When a society has split, the extremes appear ( erscheinen ) quite clearly. Light and shadow are separated and concentrated, while the chiaroscuro gradually fade until they show their evanescence and their consequent insubstantiality. The fictio of the “center” or of the middle ground is not, not because the extremes push against it, but because, out of fear and hope, they do not push hard enough. There is no moderation without conflict. Rather, moderation is the result of the conflict, its conquest, its Aufgehoben . In his independent Venezuela, Mariano Picón Salas -another “unimaginable” Venezuelan thinker- asks: “Why was it not from the great and golden Viceroyalties of Peru and Mexico that the insurgent movement spread throughout Hispanic America? but from provinces somewhat marginal to economic life and colonial splendor, such as Caracas and Buenos Aires?” His answer is not Heideggerian , although it is historicist: unlike the closed indigenist movements, the formation and will of their leaders had a much more universal character. They are not satisfied with the myth of the restoration of the lost world of the indigenous, that fantasy that, by the way, brought so much benefit to the Chavista cartel. The independence of America was interpreted not as a local but a global issue. It was not a racist revolution, Indian or black, to overthrow Pizarro or Cortéz and restore the empire of the Incas or Aztecs; It was not about turning back the clock of history to go back to the cosmic time of the Mayans: it was about placing oneself, unapologetically, at the height of his time. But no time is good or bad in itself. Every time has its advantages and disadvantages, its virtues and its defects. This is precisely why time becomes and becoming makes itself be.

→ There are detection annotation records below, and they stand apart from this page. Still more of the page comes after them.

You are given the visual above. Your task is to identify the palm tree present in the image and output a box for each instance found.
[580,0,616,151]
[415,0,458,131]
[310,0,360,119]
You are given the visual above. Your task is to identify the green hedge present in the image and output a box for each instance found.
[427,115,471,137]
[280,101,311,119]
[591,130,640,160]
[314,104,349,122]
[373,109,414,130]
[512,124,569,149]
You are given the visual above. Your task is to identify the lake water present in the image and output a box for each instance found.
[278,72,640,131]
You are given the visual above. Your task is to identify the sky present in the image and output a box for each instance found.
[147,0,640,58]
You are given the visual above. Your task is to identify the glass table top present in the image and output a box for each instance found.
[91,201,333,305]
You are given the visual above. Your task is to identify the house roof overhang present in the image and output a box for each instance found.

What extremism, whatever its position, fails to understand is that not only can it not remain unscathed, but in its efforts to remain unscathed it assumes - and one could say expropriates - the logic of the other extreme. That is why left-wing extremism, taken to its last instances, ends up becoming right-wing extremism. The terms of the opposition mirror each other. They are the other of the other. An era of schizophrenia justifies the vileness of tearing. Venezuela is not the exception but -in the words of Carlos Fuentes- the most transparent region, in this case, of the morbidity of the present. Today, more than ever, the task of intelligence consists in untangling the loop that society itself has imposed as being of time and as time of being.